Ze względu na epidemię koronawirusa działalność 44 Stacji Opieki Caritas została przeorganizowana - nie są wykonywane świadczenia pielęgniarskie w pomieszczeniach stacji, natomiast te w domu pacjenta wyłącznie po uprzednim telefonicznym wywiadzie epidemicznym. Jeśli nie ma konieczności osobistego kontaktu pielęgniarki z pacjentem a opiekę może sprawować najbliższa rodzina, świadczenia udzielane są w formie teleporady.
Ks. Drechsler apeluje o szczerość w wywiadzie epidemicznym, równą szczerości w konfesjonale.
- Personel medyczny bierze na siebie największe obciążenia, bez nich nie będzie zapory w walce z koronawirusem. Pod opieką pielęgniarek Caritas pozostaje ok. 1000 pacjentów, w tym wiele osób starszych, schorowanych. Jeśli wywiad będzie pozytywny, to pielęgniarki po prostu zachowają zwiększoną ostrożność a także poinformują służby epidemiczno-sanitarne. Prowadzimy też monitoring sytuacji zdrowotno-bytowej - jeżeli pacjent zgłasza potrzeby socjalne: zakup leków, żywności, powiadamiamy najaktywniejszych wolontariuszy Parafialnych Zespołów Caritas. Zwróciłem się do nich z prośbą o zintensyfikowanie dzieł miłosierdzia. Taka sytuacja epidemii, niespotykana dotąd, woła o ludzi uczynnych i wyobraźnię miłosierdzia - podkreśla.
Tłumaczy, że wszystkie pielęgniarki Caritas Diecezji Opolskiej świadczą chorym opiekę. Prawie 10 z nich zgłosiło się dobrowolnie do pobierania wymazów od pacjentów przebywających na kwarantannie domowej oraz wykonywania świadczeń w miejscu kwarantanny grupowej. Sygnalizuje jednak braki w wyposażeniu w środki ochrony osobistej.
- Potrzebujemy maseczek, czepków, przyłbic, gogli, fartuchów.

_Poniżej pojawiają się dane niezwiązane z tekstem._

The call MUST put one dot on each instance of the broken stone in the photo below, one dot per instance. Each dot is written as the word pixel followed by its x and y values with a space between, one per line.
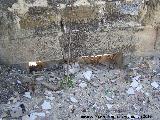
pixel 16 112
pixel 109 106
pixel 108 98
pixel 19 82
pixel 130 91
pixel 33 116
pixel 40 78
pixel 136 78
pixel 87 75
pixel 74 100
pixel 83 85
pixel 134 84
pixel 26 117
pixel 155 84
pixel 28 95
pixel 46 105
pixel 139 87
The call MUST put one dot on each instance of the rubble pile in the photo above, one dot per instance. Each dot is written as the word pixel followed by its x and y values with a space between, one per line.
pixel 132 92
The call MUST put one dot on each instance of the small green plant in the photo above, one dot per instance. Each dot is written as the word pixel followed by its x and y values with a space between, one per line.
pixel 67 82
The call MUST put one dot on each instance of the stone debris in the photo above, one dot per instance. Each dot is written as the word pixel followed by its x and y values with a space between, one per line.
pixel 26 117
pixel 134 84
pixel 46 105
pixel 16 112
pixel 155 84
pixel 34 115
pixel 109 106
pixel 74 100
pixel 87 75
pixel 139 87
pixel 96 90
pixel 40 78
pixel 130 91
pixel 83 85
pixel 28 95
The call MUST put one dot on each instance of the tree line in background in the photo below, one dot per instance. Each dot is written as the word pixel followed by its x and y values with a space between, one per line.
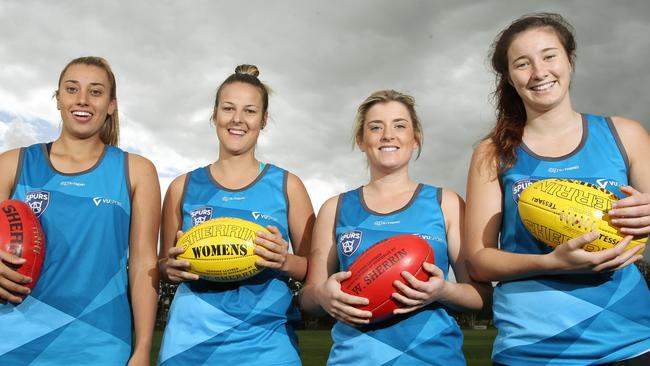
pixel 468 319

Mieliśmy niewielkie zapasy, ale teraz wizyty domowe bez odpowiedniej ochrony personelu medycznego są niemożliwe. Firma Des z Myśliny dostarczyła nam już 400 maseczek, zakupiliśmy 500 litrów środka dezynfekcyjnego do rąk, Caritas Polska zapewni nam kolejne 1000 maseczek. Za pośrednictwem Wojewódzkiego Szpitala Specjalistycznego z Opola udało nam się pozyskać materiał do uszycia 10 tys. maseczek ochronnych, które będą szyć nasi pracownicy w placówkach dla niepełnosprawnych, ale potrzeba też pozostałych rzeczy.

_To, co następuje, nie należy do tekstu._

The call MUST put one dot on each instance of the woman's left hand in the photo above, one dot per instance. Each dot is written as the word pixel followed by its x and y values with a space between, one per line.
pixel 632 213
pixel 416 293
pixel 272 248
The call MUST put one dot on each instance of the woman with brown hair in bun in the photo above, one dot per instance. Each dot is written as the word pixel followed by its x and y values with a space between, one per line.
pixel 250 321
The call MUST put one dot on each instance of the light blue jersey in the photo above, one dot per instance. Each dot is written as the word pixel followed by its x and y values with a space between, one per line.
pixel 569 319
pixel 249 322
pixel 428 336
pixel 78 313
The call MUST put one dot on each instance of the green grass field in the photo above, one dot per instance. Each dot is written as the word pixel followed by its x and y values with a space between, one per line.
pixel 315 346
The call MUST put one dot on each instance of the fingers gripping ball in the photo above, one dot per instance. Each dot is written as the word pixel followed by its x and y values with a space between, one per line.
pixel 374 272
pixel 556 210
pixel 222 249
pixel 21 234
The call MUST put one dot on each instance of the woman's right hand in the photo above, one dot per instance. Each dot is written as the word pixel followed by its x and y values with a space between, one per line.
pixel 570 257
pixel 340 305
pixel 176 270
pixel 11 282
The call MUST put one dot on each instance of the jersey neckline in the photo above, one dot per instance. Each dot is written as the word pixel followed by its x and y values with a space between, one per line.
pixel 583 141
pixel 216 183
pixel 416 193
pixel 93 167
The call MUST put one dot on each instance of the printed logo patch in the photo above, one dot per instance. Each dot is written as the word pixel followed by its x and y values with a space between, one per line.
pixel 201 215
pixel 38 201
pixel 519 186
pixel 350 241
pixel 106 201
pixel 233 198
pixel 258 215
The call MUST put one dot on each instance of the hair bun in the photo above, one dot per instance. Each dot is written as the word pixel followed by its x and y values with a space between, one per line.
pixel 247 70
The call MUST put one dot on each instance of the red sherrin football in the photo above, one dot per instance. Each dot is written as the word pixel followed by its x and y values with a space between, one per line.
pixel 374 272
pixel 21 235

Pielęgniarki Caritas nadal pomagają, choć w czasie epidemii minimalizują bezpośredni kontakt i muszą zachować większe niż zwykle środki ochronne. Archiwum CaritasCentrala i biura rejonowe pracują bez zmian, choć staramy się ograniczyć wizyty w nich do minimum. Nieczynne są Warsztaty Terapii Zajęciowej, Środowiskowa Świetlica Samopomocy w Raciborzu, Centrum Rehabilitacji dla Dzieci w Opolu oraz 33 gabinety rehabilitacyjne. Działają natomiast kuchnie Caritas i Łaźnia dla osób bezdomnych, oczywiście zachowując szczególne środki ostrożności – wymienia.
Korzystający z łaźni otrzymują także suchy prowiant. Ks. Drechslera cieszy, że liczba kąpieli utrzymuje się na poziomie sprzed epidemii. - To motywuje, bo w kontekście powtarzających się wskazówek o myciu rąk, szczególnej higienie, możliwość kąpieli przybiera na znaczeniu.
Zaś do osób starszych, chorych i samotnych, które z powodu epidemii skazane są na przebywanie w swoich domach Caritas w Polsce kieruje nową akcję: #PomocDlaSeniora. Na razie Opolska Caritas dostanie 25 tys. zł na przygotowanie paczek z suchym prowiantem dla 140 osób lub dowóz ciepłych posiłków do domu. W tę akcję można się nadal włączyć poprzez wpłaty na konto Caritas Diecezji Opolskiej z dopiskiem „Pomoc dla seniora” w tytule.